Florida Gov. Ron DeSantis signed HB 677, mandating coverage for standard fertility preservation services within state group health insurance plans in Florida, particularly for those individuals undergoing cancer treatments that may result in infertility.

Pennsylvania Gov. Josh Shapiro signed SB 95, requiring pharmacists to disclose the retail price of prescription medications, the consumer’s cost-sharing amount, and relevant health coverage information upon request.

Rhode Island Gov. Dan McKee signed HB 5120, introducing a three-year pilot program that eliminates prior authorization requirements for certain services ordered by primary care providers.

McKee signed SB 114/HB 5634, which bars discriminatory actions by health insurers, PBMs, and pharmaceutical manufacturers concerning 340B covered entities and their contract pharmacies.

Maine Gov. Janet Mills signed SP 460/LD 1100, mandating that health carriers must approve prior authorization requests for nonformulary drugs used to treat serious mental health issues when formulary options are unavailable due to shortages.

Mills also signed LD 1580, prohibiting insurance carriers and PBMs from utilizing spread pricing in their operations, and LD 1310, requiring all group health plans outside the smallest to provide coverage without cost sharing for the first primary care and first behavioral health office visits each plan year.

Georgia Gov. Brian Kemp signed HB 422, requiring that state employee health plans offer at least two high-deductible health plans from different insurance providers, and that employees enrolled in such plans have the option to make pretax contributions to health savings accounts.

Connecticut Gov. Ned Lamont signed SB 10, establishing new requirements for health carriers concerning mental health and substance use disorder benefits, emphasizing compliance with state and federal reporting standards.

Texas Gov. Greg Abbott signed HB 3505, establishing and creating operational requirements for health care provider participation districts, intended to address the compensation of certain hospitals through a health care provider participation program.

Abbott also signed HB 541, establishing a framework for direct patient care agreements in the state, and HB 721, amending health care cost disclosures by health benefit plan issuers and administrators in the Texas Insurance Code.

Louisiana Gov. Jeff Landry signed HB 264, banning spread pricing and effective rate pricing by PBMs and requiring written notice to health insurance issuers and policyholders regarding any pricing practices.

Minnesota Gov. Tim Walz signed HF 2, focused on telehealth services regulations as well as creating new drug pricing and adjustments to Medicaid reimbursement rates regulations.

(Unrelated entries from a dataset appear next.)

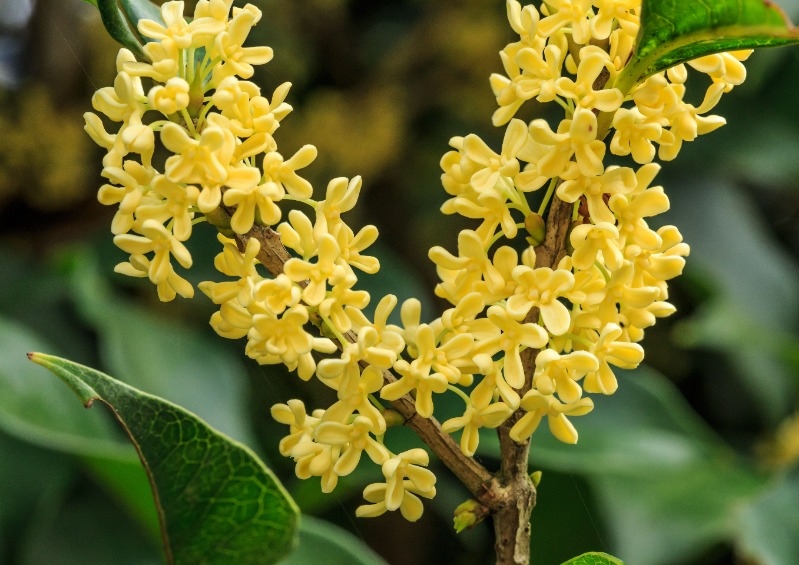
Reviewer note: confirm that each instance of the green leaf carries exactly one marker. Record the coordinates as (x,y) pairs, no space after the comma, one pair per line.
(121,18)
(216,500)
(158,355)
(768,526)
(674,516)
(594,558)
(32,410)
(339,547)
(675,31)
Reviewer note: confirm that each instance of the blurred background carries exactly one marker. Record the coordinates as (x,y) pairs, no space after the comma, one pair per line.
(693,461)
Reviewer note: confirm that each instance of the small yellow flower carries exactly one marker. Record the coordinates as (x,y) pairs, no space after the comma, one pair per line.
(538,405)
(540,288)
(477,415)
(170,98)
(405,481)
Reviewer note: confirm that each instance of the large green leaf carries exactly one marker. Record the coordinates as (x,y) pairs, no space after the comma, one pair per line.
(594,558)
(159,355)
(30,409)
(339,547)
(676,31)
(216,500)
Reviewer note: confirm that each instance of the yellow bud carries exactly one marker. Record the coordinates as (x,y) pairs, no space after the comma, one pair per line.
(468,514)
(393,418)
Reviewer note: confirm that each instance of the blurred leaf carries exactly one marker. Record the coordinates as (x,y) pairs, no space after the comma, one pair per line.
(594,559)
(323,542)
(32,410)
(160,356)
(767,526)
(121,26)
(217,502)
(85,529)
(645,426)
(30,478)
(673,515)
(757,287)
(128,483)
(666,483)
(672,33)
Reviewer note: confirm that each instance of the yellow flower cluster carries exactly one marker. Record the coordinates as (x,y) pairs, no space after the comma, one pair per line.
(583,315)
(586,314)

Vermont Gov. Phil Scott signed S 126, which focuses on the development of methodologies for payment reform, rate setting, and the establishment of reference-based pricing and global hospital budgets.

Nevada Gov. Joe Lombardo signed AB 428, mandating that public and private health plans, including Medicaid, provide coverage for fertility preservation procedures for individuals diagnosed with breast or ovarian cancer.

Lombardo also signed AB 511, which enhances reimbursement rights for various licensed healthcare professionals, including chiropractic physicians, acupuncturists, licensed psychologists, marriage and family therapists, clinical professional counselors, social workers, podiatrists, clinical alcohol and drug counselors, and registered nurses.

Lombardo also signed SB 389, requiring the Department of Health and Human Services to select and enter into a contract with a single state pharmacy benefit manager to manage coverage of prescription drugs under the State Plan for Medicaid, CHIP, and other health benefit plans that elect to use the Medicaid formulary by Jan. 1, 2030.

Colorado Gov. Jared Polis signed HB 25-1094, restricting PBMs to a flat-dollar service fee for their services, which must be clearly documented in agreements with health benefit plans.

Polis also signed SB 25-071, restricting pharmaceutical manufacturers, third-party logistics providers, and re-packagers from imposing limitations on 340B covered entities regarding the acquisition and delivery of 340B drugs.

Iowa Gov. Kim Reynolds signed HF 972, which creates a funding model for the rural health system, establishes a health care professional incentive program, and the Iowa health information network.